(+62 231) 8301548 isif@isif.ac.id

Oleh: Ahmad Kamali Hairo (Dosen ISIF Cirebon)

ISIF Cirebon — Dalam konteks kehidupan masyarakat yang majemuk seperti Indonesia, moderasi beragama menjadi sebuah keniscayaan. Moderasi beragama merupakan cara pandang, sikap, dan praktik beragama dalam kehidupan bersama dengan mengedepankan keseimbangan antara pengamalan agama sendiri dan penghormatan terhadap praktik beragama orang lain. Moderasi beragama bukan berarti mengurangi kadar keimanan, melainkan menjadikan agama sebagai landasan untuk mewujudkan kehidupan yang adil, damai, dan harmonis.

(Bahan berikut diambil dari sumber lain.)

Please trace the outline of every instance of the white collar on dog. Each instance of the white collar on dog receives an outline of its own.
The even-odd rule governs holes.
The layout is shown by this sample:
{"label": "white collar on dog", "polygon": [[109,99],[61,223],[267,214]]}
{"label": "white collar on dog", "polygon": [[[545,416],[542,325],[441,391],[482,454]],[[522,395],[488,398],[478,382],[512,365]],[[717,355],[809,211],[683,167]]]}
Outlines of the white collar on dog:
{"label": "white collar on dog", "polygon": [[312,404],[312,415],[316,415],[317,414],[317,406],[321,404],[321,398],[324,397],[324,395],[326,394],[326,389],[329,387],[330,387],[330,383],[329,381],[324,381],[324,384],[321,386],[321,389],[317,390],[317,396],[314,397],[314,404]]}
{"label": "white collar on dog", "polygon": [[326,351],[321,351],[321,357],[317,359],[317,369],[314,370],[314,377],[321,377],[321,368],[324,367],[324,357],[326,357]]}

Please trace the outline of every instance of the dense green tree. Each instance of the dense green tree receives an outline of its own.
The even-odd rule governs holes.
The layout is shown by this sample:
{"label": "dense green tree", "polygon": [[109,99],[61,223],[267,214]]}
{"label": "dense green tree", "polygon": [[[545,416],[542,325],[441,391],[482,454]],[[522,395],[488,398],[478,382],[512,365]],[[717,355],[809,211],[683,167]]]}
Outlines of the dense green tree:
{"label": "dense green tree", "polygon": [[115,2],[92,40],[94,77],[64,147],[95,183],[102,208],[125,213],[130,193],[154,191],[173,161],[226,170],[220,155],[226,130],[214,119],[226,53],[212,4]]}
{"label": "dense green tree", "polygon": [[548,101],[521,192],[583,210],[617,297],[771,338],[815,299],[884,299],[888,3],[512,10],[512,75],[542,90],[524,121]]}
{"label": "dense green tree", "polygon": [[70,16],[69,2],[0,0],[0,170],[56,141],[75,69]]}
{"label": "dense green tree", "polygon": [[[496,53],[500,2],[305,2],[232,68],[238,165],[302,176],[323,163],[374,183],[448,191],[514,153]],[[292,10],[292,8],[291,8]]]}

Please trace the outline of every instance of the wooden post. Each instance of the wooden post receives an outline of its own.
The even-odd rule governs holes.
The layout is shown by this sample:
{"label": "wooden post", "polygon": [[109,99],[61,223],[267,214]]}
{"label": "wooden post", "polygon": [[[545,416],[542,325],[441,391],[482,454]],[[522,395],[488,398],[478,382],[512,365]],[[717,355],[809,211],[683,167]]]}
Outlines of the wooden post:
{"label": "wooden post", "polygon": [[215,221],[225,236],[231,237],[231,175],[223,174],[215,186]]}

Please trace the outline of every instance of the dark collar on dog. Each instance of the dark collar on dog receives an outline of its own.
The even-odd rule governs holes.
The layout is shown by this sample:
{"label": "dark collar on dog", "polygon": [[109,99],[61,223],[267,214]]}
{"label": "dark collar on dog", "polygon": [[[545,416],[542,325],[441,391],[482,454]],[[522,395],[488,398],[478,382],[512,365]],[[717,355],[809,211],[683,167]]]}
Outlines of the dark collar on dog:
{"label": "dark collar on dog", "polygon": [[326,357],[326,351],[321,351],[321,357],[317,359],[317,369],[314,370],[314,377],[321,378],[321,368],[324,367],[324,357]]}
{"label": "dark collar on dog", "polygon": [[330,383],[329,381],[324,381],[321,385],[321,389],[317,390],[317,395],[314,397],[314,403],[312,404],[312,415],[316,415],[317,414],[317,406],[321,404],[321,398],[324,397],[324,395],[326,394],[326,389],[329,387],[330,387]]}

Konsep ini penting untuk terus digaungkan di tengah menguatnya arus ekstremisme, baik yang bersifat radikal maupun liberal. Di satu sisi, ada kecenderungan memahami agama secara sempit dan kaku, yang memunculkan sikap eksklusif dan bahkan kekerasan atas nama agama. Di sisi lain, ada pula pandangan yang menafikan peran nilai-nilai spiritual dan merelatifkan semua keyakinan secara ekstrem. Moderasi hadir sebagai jalan tengah yang menjembatani dua kutub ini, menghadirkan wajah beragama yang ramah, adil, dan kontekstual.

Untuk mewujudkan moderasi beragama secara nyata dalam kehidupan sehari-hari, diperlukan pemahaman yang utuh terhadap nilai-nilai yang menjadi fondasinya. Nilai-nilai ini tidak hanya menjadi panduan moral, tetapi juga menjadi pedoman praktis dalam bersikap dan bertindak di tengah masyarakat yang majemuk. Setidaknya, terdapat lima prinsip utama yang menjadi pilar moderasi beragama dan dapat dijadikan pegangan bagi setiap individu dalam membangun kehidupan yang harmonis dan saling menghargai.

Lima Prinsip Utama Moderasi Beragama

1. Jalan Tengah (Tawassuth)
Mengambil posisi di antara dua ekstrem: tidak berlebihan dalam beragama dan tidak pula meremehkannya. Sikap ini menghindari radikalisme maupun liberalisme, dan memastikan ajaran agama dipahami serta diamalkan secara seimbang.

2. Toleransi (Tasāmuh)
Menghargai perbedaan keyakinan dan praktik beragama. Toleransi bukan berarti menyetujui semua keyakinan, tetapi memberikan ruang bagi setiap individu untuk menjalankan ajaran agamanya tanpa paksaan maupun diskriminasi.

3. Kesetaraan (Musāwah)
Memandang semua manusia setara di hadapan Tuhan, tanpa membedakan suku, ras, atau agama. Prinsip ini menolak segala bentuk diskriminasi dan ketidakadilan, serta menjamin hak dan martabat yang sama bagi setiap individu.

4. Keadilan (I’tidāl)
Menegakkan kebenaran dan keadilan dalam seluruh aspek kehidupan, baik bagi diri sendiri maupun orang lain, tanpa memandang latar belakang agama. Keadilan menjadi fondasi utama dalam membangun masyarakat yang damai dan sejahtera.

5. Dinamis (Tathawwur)
Menyadari bahwa ajaran agama dapat berinteraksi dengan perkembangan zaman dan konteks sosial. Prinsip ini mendorong umat beragama untuk berpikir kritis dan kreatif dalam menghadapi tantangan kontemporer tanpa meninggalkan nilai-nilai dasar agama.

Dengan mengamalkan prinsip-prinsip ini, moderasi beragama menjadi pilar penting dalam menjaga persatuan dan kesatuan bangsa.  Selain itu ia turut serta menciptakan peradaban yang beradab dan penuh kasih sayang.